Ich komme nach Hause und mein Bücherregal ist kollabiert. Wo vorher Einband an Einband stand, ist nur noch Wand. Am Boden liegt Sibylle Berg neben Didion unter Leky über Hesse dicht an Frisch hinter Barthes zwischen Kaléko und den Grimms. Ich würde schwindeln, wenn ich Ihnen erzählte, dass das überraschend passierte. Ich kann mich von Büchern schwer trennen, und die Regalböden bogen sich seit Monaten. Ich greife nach den ziemlich zerlesenen Kinder- und Hausmärchen, beginne zu blättern und lande bei „Der Wolf und die sieben jungen Geißlein“. Sie erinnern sich an das kleinste Ziegenkind, das überlebt, weil es sich im Uhrenkasten versteckt, um im richtigen Moment wieder aufzutauchen und gemeinsam mit seiner Mutter die Geschwister aus dem Wolfsbauch zu befreien. Ein strategischer Rückzug ins sichere Versteck, um rechtzeitig und mit tatkräftiger Hilfe Gutes zu tun – wie smart ist das denn?
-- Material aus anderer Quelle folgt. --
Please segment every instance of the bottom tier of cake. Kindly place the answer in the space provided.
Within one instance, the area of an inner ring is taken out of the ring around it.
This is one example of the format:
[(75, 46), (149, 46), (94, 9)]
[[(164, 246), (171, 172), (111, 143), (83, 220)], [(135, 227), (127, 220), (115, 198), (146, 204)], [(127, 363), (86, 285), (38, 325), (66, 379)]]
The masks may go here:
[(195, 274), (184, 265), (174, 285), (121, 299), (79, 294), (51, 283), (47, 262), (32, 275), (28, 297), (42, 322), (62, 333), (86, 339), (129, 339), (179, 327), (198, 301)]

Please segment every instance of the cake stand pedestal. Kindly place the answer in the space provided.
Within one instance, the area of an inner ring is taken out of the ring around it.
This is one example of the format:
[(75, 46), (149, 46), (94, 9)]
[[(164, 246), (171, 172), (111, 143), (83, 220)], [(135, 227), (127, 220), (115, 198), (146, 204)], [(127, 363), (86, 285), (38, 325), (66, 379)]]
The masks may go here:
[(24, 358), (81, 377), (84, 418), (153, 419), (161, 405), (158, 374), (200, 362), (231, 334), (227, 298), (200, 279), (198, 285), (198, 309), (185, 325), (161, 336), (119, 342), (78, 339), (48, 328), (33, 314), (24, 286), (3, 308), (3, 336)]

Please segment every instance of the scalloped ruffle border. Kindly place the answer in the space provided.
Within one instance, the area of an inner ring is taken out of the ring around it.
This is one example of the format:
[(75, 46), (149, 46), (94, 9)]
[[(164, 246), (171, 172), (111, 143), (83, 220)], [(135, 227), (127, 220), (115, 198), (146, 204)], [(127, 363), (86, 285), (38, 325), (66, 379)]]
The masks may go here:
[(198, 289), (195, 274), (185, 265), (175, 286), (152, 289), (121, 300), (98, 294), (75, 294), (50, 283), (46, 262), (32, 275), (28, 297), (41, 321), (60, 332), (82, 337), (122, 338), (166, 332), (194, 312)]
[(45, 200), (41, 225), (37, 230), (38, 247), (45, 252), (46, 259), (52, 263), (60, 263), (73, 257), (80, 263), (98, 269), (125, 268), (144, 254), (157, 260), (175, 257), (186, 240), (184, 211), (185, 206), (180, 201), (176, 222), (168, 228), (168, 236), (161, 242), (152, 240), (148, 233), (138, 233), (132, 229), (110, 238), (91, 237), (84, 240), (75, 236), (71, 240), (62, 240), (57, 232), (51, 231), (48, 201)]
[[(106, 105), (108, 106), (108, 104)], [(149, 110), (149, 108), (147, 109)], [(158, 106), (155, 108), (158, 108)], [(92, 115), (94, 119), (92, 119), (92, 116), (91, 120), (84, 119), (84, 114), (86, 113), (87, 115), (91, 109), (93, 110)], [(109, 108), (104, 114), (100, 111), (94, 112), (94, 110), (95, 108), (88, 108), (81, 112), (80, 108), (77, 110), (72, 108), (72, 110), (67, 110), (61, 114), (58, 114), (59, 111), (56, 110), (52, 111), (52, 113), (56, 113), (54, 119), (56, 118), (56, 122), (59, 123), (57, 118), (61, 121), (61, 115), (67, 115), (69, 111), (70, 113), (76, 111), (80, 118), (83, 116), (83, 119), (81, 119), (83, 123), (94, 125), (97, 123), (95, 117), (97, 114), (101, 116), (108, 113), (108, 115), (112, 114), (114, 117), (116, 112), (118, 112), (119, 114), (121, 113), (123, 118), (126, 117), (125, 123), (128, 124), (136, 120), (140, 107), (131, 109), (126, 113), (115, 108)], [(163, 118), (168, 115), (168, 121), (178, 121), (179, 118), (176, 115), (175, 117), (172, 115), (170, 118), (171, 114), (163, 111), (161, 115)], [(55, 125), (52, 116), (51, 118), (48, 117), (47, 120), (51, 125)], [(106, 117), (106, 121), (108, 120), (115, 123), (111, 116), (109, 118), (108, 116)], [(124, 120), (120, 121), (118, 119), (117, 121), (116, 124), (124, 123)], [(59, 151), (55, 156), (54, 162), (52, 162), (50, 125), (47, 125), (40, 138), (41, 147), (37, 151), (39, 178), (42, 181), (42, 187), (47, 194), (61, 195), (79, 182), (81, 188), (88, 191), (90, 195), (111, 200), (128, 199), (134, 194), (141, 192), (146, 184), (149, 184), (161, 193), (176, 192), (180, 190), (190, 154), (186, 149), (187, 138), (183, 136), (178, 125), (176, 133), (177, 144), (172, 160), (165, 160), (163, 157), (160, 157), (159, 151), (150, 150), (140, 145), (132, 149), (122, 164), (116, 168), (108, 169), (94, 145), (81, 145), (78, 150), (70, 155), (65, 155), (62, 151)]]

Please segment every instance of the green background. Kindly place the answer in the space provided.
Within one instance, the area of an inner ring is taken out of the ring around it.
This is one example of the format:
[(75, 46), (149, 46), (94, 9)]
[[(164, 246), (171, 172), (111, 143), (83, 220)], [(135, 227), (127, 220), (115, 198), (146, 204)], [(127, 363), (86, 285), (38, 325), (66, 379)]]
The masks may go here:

Ich muss an Maria Schraders Film „She Said“ denken, der am 8. Dezember startet. 2017 enthüllte eine Reportage in der New York Times, dass Hollywood-Produzent Harvey Weinstein über Jahrzehnte Frauen sexuell belästigte. Dass das ans Licht kam, ist den Opfern zu verdanken, die sich trotz aller Risiken und nach langem Rückzug trauten, ihre Erfahrungen mit den Journalistinnen Jodi Kantor und Megan Twohey zu teilen. „She Said“ basiert auf dem gleichnamigen von Kantor und Twohey veröffentlichten Sachbuch zum Fall. Das Offenlegen des Machtmissbrauchs markierte vor fünf Jahren einen Punkt, an dem das Schweigen über Belästigungen in der Filmbranche gebrochen und die #MeToo-Bewegung geboren wurde. Passenderweise geht es im Film nicht in erster Linie um Weinstein, sondern um das Stehvermögen der Journalistinnen und die Courage der Schauspielerinnen und Angestellten, die auspackten. Natürlich werden solche Verbrechen nicht bloß in Hollywood begangen. Jede meiner und gewiss auch jede Ihrer Freundinnen erlebt auf nächtlichen Heimwegen, im Fahrstuhl, Bus und Vorstellungsgespräch 50 Shades of Machtmissbrauch. Der Wolf ist noch lange nicht tot.
Jetzt ist Weihnachtszeit. Ferienzeit. Aber sind Pausen in einer Gegenwart, die derart ruckelt, überhaupt angemessen? Hier wieder: das siebte Geißlein. Meine Strategie für inneren Frieden war stets und ist noch heute das Eintauchen in Geschichten, in Musik, in Filme und Kunst. Rückzug in den Kultuhrenkasten sozusagen. Vielleicht ist das Eskapismus, vielleicht meine Form von Besinnlichkeit gegen die Laufmaschen im Befindlichkeitsgewebe. Manchmal ist Rückzug das Beste, was wir tun können, um Kraft zu sammeln. Trotz allem. Wegen allem. Und falls sich die Besinnlichkeit Zuhause nicht einstellen will, gehen Sie ins Kino und schauen Sie sich „She Said“ an.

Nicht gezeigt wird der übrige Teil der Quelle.